À la limite de l’Isère et de l'Ardèche, sur le pont de Serrières, point stratégique pour bloquer l’A7, des centaines de cultivateurs et d'éleveurs se sont rassemblés, rejoint par mercredi 24 janvier par des routiers pour une deuxième journée de blocage.
#Manifestation des agriculteurs en Isère.
— Préfet de l'Isère 🇨🇵🇪🇺 (@Prefet38) January 23, 2024
➡️Pour les usagers isérois qui empruntent le pont de Serrieres pour rejoindre Annonay, nous vous invitons à privilégier le télétravail ou à emprunter un autre itinéraire.
➡️De fortes perturbations sont attendues ce mercredi 24 janvier. https://t.co/yDCJdNK52w
Jachère, pesticides, normes environnementales, autorisations administratives, prix du gazole... Les cultivateurs et éleveurs français n'ont pas tous les mêmes demandes mais partagent un même malaise sur leur avenir, écartelés entre leur désir de produire, d'exporter et la nécessité d'intégrer des contraintes environnementales pour réduire leur impact sur la biodiversité et le climat.

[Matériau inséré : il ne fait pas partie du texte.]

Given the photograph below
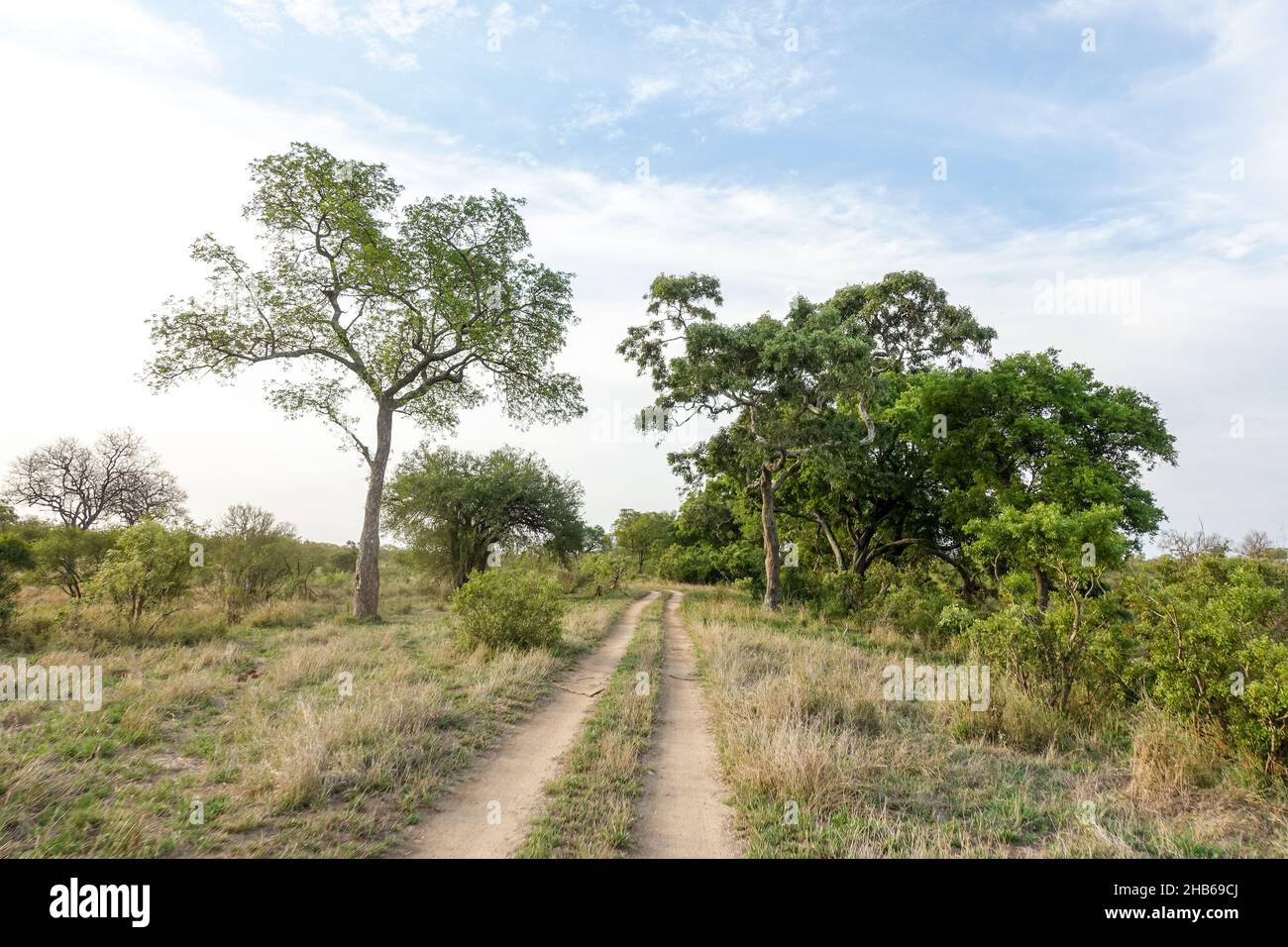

De plus en plus de contraintes
Jean-Philippe Atruc, jeune arboriculteur de 37 ans, produit des fruits et des légumes depuis 12 ans. Au fil du temps, il a vu des contraintes peser sur son métier avec notamment l'interdiction de certains pesticides.
"La suppression des produits phytosanitaires nous pose problème, confie l'arboriculteur, on n’est pas contre faire plus d’environnement, on n’est pas contre essayer de travailler plus avec la nature - même si je pense qu’on le fait déjà énormément - mais on a besoin d’être accompagné, confie le trentenaire. On ne peut pas nous supprimer des molécules et ne pas nous aider à les remplacer par des méthodes alternatives qui soient plus écologiques. Les exploitations agricoles, ce sont souvent des petites entreprises, des petites structures, souvent familiales, et on n’a pas forcément un pôle recherche et développement. On essaye d’en faire un peu de notre côté, mais on a besoin que l’Etat nous aide à trouver des solutions."
Vivre dignement
Les agriculteurs veulent également trouver des solutions pour équilibrer et partager les hausses des charges liées à l’inflation. Nicolas Buard, 35 ans, n’arrive plus à joindre les deux bouts. Ce producteur, à la tête d’une exploitation familiale, demande à vivre dignement. "On parle de 30 % d’inflation. Moi, aujourd’hui, je vends des pêches 30 % ou 40 % de moins que l’an dernier", déplore l'arboriculteur.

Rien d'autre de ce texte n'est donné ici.